Die Größe und Beschaffenheit eines Golfballs ist in den Golfregeln definiert. Der Durchmesser eines Golfballs liegt bei mindestens 42,67 mm, das maximale Gewicht bei 45,93 g. Die Oberfläche des Golfballs ist mit hunderten in einem regelmäßigen Muster angeordneten Dimples (kleinen sichbaren und fühlbaren Dellen) versehen. Durch die Winkel der Schlägerkopfe wird der Ball beim Schlag in eine Rotation versetzt, die während des Fluges zur notwendigen Richtungsstabilität beiträgt.

Die Verbindung von Oberflächenstruktur des Balles mit der Rotation verleiht dem Ball Auftrieb und fliegt damit dreimal weiter, als dies z.B. ein glatter Ball ohne diese Dimples tun würde.

Golfbälle bestehten aus einer harten Kunststoffschale (in der Vergangenheit wurde Guttapercha verwendet) mit unterschiedlichen Kernen.

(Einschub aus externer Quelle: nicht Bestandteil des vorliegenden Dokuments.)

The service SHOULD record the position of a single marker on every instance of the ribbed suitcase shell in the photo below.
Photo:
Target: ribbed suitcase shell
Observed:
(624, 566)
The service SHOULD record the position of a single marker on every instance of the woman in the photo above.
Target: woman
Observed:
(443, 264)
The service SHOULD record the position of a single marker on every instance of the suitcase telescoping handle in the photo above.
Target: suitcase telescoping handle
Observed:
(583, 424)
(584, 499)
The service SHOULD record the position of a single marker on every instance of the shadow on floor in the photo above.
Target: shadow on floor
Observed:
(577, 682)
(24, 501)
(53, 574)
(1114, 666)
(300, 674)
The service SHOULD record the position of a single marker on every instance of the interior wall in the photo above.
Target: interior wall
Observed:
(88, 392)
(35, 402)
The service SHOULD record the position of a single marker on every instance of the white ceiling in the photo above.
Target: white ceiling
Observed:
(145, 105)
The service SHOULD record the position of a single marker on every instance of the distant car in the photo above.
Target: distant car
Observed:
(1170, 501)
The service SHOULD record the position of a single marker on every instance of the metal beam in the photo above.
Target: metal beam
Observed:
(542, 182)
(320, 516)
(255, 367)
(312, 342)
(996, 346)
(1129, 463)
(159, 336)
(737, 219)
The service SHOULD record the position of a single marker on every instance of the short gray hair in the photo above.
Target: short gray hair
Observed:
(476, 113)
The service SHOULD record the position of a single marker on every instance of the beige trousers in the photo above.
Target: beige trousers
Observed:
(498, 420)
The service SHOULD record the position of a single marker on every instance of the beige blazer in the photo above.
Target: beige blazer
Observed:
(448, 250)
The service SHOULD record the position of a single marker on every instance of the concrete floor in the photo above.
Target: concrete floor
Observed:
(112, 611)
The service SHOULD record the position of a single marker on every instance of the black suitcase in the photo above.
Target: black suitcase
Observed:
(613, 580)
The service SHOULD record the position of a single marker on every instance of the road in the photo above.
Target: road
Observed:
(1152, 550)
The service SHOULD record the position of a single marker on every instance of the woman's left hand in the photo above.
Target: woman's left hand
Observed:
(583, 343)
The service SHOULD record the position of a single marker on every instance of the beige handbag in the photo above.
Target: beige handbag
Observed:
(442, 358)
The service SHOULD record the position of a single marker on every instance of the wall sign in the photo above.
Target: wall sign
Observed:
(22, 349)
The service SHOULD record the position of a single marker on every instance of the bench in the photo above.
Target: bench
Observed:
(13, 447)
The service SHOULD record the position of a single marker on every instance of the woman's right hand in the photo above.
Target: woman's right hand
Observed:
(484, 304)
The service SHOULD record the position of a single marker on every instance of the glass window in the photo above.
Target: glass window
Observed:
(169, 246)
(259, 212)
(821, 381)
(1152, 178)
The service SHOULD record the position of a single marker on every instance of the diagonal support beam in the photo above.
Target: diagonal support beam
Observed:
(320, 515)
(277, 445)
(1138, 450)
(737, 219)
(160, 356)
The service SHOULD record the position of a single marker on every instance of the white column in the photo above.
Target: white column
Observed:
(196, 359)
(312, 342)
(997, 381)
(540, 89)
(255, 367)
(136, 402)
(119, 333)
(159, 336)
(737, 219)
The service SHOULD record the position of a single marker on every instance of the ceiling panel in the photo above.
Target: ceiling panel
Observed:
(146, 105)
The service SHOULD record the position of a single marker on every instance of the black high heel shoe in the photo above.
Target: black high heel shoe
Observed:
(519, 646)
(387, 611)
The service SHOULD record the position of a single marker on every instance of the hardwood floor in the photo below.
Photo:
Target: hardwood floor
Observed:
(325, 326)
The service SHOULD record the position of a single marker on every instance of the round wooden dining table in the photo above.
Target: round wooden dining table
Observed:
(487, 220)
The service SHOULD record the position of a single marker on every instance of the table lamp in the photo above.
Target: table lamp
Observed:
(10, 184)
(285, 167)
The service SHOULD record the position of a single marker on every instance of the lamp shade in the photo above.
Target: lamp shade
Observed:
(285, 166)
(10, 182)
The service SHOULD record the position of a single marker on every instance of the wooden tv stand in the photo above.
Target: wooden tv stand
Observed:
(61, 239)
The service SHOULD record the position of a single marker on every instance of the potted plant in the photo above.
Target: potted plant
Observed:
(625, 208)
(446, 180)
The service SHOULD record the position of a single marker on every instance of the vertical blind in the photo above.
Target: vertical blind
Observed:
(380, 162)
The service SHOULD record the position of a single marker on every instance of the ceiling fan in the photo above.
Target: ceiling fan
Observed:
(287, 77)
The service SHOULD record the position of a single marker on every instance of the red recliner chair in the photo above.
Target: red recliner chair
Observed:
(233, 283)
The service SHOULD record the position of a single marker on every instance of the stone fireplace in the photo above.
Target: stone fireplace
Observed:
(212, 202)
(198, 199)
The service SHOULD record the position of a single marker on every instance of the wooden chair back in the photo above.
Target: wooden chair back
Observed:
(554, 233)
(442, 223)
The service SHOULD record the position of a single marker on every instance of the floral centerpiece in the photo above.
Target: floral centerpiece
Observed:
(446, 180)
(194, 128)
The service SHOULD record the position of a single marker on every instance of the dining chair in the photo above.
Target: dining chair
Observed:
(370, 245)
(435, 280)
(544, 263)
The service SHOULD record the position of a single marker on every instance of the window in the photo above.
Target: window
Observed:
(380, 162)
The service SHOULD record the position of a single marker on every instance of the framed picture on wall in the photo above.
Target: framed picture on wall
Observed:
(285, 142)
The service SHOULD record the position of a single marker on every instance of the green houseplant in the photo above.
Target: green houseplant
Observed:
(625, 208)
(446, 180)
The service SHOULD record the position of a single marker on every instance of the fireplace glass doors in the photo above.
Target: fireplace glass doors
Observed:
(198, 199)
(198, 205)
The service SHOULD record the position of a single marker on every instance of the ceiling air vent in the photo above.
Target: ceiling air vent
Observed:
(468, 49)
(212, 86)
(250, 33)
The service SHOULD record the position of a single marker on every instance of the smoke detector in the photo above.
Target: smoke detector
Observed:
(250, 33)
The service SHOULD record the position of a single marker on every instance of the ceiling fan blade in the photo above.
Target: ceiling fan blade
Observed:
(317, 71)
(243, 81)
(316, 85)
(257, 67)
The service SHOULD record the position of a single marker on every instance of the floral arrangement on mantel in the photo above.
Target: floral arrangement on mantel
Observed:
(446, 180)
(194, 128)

Neben Hartgummikernen werden zunehmend auch Mehrschichtkerne unter anderem aus (Flüssig-)Metall genutzt.

Golfballgeschichte

In den Anfängen des Golfspiels waren alle Golfbälle glatt.  Als man dann aber merkte, das abgenutzte alte Bälle besser fliegen als die neuen, hat man künstlich kleine Vertiefungen, Dimples in die Golfbälle geschlagen.

Da Golfbälle mit unebener Oberfläche bessere Flugeigenschaften haben, sie fliegen weiter und sind besser zu kontrollieren, werden heute ausschließlich Golfbälle mit Dimples produziert.